“叔慈啊,”老先生慢條斯理說著,面上看不出什么表情,“汝都是快要知天命的人了,想來吾已半只腳踏入了棺材。”
荀靖:
天道好輪回,蒼天饒過誰。
接下來他聽老先生嘮叨了他大半天,他跪坐得膝蓋酸軟,稍稍動一下就又得到了兄長慈愛的目光,嚇得他趕緊坐好。
之前逃過的數落也全都放到現在補齊,從一把年紀了還任性妄為,到連六歲小兒都要戲耍,叨得荀靖差點成了蚊香眼,當晚做夢都夢見被兄長教訓。
當晚荀晏卻是做了奇怪的夢。
他夢見了一片濃稠的灰霧,灰霧縈繞著萬物,一切都若隱若現,猙獰龐大的建筑物自灰霧中探出一角。

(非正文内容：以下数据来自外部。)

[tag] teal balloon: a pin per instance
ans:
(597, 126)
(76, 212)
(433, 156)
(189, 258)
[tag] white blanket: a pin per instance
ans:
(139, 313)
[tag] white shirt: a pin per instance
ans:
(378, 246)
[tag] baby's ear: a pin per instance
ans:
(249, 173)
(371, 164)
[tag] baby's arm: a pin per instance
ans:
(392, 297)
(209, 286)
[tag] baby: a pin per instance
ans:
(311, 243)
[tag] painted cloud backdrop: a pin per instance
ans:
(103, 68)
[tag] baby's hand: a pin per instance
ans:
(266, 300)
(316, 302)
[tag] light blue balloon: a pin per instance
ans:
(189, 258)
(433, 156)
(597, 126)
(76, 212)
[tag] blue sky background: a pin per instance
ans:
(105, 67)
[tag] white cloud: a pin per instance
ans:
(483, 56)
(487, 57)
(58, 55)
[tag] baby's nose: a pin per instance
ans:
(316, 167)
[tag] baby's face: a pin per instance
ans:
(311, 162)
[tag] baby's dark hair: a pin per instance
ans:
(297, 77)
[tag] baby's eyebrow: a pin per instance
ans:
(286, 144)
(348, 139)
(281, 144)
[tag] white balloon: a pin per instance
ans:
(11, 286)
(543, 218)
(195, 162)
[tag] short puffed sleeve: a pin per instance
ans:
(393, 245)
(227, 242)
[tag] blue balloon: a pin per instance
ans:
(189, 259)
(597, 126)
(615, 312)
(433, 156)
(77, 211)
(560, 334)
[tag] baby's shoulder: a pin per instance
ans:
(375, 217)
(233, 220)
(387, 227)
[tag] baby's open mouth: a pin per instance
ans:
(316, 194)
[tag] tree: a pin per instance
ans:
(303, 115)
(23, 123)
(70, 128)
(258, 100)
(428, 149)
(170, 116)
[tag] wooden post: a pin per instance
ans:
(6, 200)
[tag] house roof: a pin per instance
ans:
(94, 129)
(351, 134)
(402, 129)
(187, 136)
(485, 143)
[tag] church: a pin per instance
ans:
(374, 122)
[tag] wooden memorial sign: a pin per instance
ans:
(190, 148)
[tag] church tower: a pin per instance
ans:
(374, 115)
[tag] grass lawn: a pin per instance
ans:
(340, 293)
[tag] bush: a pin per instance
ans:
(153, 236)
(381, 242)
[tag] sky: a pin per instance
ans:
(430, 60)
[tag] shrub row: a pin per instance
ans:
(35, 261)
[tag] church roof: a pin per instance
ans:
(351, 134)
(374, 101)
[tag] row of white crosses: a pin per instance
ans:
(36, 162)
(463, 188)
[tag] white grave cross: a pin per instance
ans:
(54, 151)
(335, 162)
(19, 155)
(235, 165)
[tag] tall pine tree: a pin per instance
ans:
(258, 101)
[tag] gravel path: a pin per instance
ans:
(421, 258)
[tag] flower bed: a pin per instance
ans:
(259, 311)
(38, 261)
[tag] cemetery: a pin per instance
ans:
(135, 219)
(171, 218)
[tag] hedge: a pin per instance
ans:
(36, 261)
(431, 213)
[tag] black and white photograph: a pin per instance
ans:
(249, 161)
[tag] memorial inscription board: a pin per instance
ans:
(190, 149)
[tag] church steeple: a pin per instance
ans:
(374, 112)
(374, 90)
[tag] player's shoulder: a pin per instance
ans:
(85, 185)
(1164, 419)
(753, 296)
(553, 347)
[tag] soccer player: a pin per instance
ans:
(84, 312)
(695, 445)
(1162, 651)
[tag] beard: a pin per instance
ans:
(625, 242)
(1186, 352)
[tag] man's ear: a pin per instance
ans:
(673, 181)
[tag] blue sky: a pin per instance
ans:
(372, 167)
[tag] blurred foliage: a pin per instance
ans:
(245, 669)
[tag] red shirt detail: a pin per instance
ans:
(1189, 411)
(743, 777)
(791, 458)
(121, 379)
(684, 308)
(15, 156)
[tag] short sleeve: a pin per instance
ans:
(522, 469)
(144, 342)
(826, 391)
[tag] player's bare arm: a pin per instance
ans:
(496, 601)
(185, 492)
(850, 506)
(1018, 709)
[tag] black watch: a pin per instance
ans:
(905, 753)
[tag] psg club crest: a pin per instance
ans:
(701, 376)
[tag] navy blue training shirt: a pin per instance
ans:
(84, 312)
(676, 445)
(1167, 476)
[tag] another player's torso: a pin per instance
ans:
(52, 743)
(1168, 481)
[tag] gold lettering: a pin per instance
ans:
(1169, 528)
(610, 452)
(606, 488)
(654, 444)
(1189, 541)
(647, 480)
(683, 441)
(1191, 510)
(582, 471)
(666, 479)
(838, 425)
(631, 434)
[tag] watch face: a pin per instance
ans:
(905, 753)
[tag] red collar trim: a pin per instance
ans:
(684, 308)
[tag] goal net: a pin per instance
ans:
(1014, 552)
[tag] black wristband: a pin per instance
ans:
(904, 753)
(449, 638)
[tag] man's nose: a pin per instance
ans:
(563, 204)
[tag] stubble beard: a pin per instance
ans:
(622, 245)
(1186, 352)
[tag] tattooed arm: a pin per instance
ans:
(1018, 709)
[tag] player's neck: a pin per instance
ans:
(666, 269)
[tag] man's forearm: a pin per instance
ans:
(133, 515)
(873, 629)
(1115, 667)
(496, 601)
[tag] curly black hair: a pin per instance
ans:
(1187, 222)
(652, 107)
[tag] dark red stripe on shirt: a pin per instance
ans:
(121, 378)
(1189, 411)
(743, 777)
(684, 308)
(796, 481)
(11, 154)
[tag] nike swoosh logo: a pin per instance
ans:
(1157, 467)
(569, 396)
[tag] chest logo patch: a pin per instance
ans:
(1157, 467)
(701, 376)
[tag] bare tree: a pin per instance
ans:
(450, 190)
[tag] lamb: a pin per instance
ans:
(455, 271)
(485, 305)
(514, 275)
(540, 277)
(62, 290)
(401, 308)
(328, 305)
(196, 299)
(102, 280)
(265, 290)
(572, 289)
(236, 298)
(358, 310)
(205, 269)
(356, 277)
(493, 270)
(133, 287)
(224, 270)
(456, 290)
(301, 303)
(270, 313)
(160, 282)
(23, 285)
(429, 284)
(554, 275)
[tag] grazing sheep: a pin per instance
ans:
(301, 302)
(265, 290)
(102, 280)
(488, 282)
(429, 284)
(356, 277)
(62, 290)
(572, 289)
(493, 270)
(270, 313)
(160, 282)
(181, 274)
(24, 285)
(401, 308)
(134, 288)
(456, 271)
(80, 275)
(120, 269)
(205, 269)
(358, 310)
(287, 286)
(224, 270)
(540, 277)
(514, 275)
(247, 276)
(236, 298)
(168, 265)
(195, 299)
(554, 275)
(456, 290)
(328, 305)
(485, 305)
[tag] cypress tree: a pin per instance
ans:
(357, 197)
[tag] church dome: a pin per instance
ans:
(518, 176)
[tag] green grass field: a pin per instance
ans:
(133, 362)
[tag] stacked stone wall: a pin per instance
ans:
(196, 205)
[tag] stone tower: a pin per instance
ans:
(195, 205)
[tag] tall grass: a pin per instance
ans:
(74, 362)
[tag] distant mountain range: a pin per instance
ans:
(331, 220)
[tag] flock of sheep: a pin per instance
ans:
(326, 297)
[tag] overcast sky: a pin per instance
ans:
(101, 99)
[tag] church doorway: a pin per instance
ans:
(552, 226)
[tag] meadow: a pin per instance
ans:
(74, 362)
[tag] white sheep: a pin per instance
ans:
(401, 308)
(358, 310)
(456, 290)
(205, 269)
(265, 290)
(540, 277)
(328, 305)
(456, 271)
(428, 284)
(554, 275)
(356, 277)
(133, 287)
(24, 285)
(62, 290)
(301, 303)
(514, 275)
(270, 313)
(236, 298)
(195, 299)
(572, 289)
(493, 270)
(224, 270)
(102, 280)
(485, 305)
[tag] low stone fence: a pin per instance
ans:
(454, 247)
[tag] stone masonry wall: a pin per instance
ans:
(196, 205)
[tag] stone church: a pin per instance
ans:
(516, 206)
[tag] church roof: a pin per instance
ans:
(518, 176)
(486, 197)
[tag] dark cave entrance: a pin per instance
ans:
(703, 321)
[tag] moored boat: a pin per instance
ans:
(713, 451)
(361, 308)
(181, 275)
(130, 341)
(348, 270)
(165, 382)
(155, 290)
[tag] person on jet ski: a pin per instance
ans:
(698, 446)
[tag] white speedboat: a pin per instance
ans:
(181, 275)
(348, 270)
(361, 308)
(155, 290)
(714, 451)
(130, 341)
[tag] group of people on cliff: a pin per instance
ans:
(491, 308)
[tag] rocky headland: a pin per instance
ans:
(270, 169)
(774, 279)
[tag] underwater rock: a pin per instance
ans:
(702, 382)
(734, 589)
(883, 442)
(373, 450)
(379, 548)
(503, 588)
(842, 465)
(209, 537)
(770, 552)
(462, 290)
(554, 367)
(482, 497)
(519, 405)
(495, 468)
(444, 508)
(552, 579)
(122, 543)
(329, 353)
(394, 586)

他孤身一人行走于此,這里沒有大人,沒有阿兄,也沒有先生。
他走了很久,在道路的終點見到了一個奇裝異服的少年。
那少年的面容同樣被灰霧縈繞,只能看清他弧度姣好的下頜與天然帶著笑意的唇。
他有一頭怪異的短發,黑發服帖的搭在額前,穿著露著胳膊的奇怪衣裳以及長褲,有些像勞作時穿著的短打衣裳。
“先生,這里是何處”
荀晏問道。
少年微微一笑,并未言語,只是向前推開了一扇門,走了進去。
荀晏沒有猶豫,跟著少年的背影走進了那扇門,他下意識的極其信任那個素未謀面的奇怪少年。
門后是另一個世界。
戰鼓雷鳴撲面而來,萬人,又或者是更多的人,他們在一起吼叫,荀晏聽到了戰馬的奔騰之聲,飛揚的塵土將他的視線遮擋,他聞到了鮮血的味道。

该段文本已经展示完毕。